With the inevitable expansion targeting the remaining Kayunga and Buikwe districts to firmly engulf Jinja city, GKMA Kampala will soon be 9,534 sq kms, call it 10,000 if you include the exotic Lake Victoria islands that are becoming weekend playgrounds for the city middle class.

Ten thousand sq kms is not far from the biggest real city we know called New York at 12,093 sq kms (any bigger cities are so-called because of administrative boundaries but not the criteria of a city being a densely populated urban hub of economic and cultural activities, interconnected with transport infrastructure and playing important roles in international affairs).

To its credit, government knew the huge future metropolitan transport needs and plotted futuristic industry starting with creating a local automotive industry starting with manufacturing of zero-emission buses and investing in electricity generation capacity.

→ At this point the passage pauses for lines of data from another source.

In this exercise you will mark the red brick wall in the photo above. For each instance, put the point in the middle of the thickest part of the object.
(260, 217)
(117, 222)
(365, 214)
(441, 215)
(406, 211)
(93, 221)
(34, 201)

When the World Bank is done supporting 10,000 sq kms city, I see our government replicating and connecting up with its 10 other “cities by legislation” located around the country that have been (in)operational since being instituted five years ago.

“And when another five cities become (in)operational anytime now, Uganda will be on the road to join Vatican and Monaco as a city state, and the largest in the world at 242,000 square kilometres. Not a bad parting gift from the World Bank, as we mumble “…was nice knowing you…: to Bretton Brothers.